A Dangerous Method, évoque donc le travail de Carl Joung; le traitement de la maladie par la parole, qui fait évidemment référence à ce que Freud instaure à cette époque. Le film relate les relations complexes qu’entretient le Docteur Joung et qui illustrent bien les principaux thèmes de l’analyse psychiatrique.

Notamment, avec sa patiente “cobaye” avec qui il va lier une relation d’une ambiguïté toute particulière, avec sa femme légitime mais aussi avec d’autres médecins dont les idées divergent des siennes. Tout cela va pousser Carl Joung à aller vers des terrains inconnus, repousser ses limites et sa conception des choses. Enfin le film montre aussi Freud, omnubilé par le sexe qui justifie pour lui tous les comportements déviants, mais sa peur de perdre l’autorité qui le lie à son élève…
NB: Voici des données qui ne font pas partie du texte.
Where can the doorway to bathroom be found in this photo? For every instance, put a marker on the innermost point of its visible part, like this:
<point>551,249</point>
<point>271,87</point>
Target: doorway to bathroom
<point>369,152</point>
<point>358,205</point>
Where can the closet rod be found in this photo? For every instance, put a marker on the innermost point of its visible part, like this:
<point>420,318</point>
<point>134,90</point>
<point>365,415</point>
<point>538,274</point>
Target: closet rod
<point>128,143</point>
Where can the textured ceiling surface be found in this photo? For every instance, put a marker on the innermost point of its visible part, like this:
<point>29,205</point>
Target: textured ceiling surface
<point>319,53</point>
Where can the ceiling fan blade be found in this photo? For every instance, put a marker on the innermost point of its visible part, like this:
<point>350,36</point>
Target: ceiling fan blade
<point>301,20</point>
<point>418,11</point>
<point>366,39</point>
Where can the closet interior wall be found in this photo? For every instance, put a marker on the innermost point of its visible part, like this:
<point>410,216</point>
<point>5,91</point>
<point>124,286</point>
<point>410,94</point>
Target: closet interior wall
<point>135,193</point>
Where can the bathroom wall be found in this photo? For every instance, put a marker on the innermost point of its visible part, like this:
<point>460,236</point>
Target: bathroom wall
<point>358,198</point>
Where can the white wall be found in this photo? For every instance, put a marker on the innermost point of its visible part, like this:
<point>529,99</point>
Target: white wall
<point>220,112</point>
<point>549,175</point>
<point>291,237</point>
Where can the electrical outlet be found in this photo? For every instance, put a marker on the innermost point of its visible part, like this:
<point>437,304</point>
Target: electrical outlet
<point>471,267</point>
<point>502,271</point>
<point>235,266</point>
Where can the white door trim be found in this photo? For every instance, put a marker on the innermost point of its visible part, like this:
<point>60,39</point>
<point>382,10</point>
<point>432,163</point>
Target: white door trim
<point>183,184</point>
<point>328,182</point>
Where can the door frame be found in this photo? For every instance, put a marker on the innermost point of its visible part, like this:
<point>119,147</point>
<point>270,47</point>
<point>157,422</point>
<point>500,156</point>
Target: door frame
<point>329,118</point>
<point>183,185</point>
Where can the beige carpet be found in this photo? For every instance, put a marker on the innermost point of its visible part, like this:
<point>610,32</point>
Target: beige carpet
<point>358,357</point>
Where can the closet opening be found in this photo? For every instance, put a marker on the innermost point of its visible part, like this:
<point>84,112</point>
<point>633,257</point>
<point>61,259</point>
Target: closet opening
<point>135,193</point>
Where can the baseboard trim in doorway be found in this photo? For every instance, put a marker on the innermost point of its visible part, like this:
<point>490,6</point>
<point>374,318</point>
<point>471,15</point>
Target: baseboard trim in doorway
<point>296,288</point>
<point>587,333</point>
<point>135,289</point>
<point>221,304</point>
Le film est lourd de sens, d’informations et de messages mais jongle, trop souvent entre la sur-précision et le brouillon. Il n’est finalement pas nécessaire de surjouer la folie pour la deviner ou de tomber dans l’exagération des propos et des faits. Il semblerait cependant primordial de briser un décor trop lisse et de travailler les effets spéciaux qui laissent fort à désirer… Quid des incrustations et du matte painting qui dénotent fortement avec ce casting intéressant ?

Le propos est dense, intéressant et on passe globalement un bon moment, mais le projet n’était il finalement pas trop ambitieux? “

Share on Facebook0Tweet about this on Twitter0Share on Google+0
Thomas

Thomas

Co-Fondateur d'Atypique // 29 ans // Paris - London // "Never Hide"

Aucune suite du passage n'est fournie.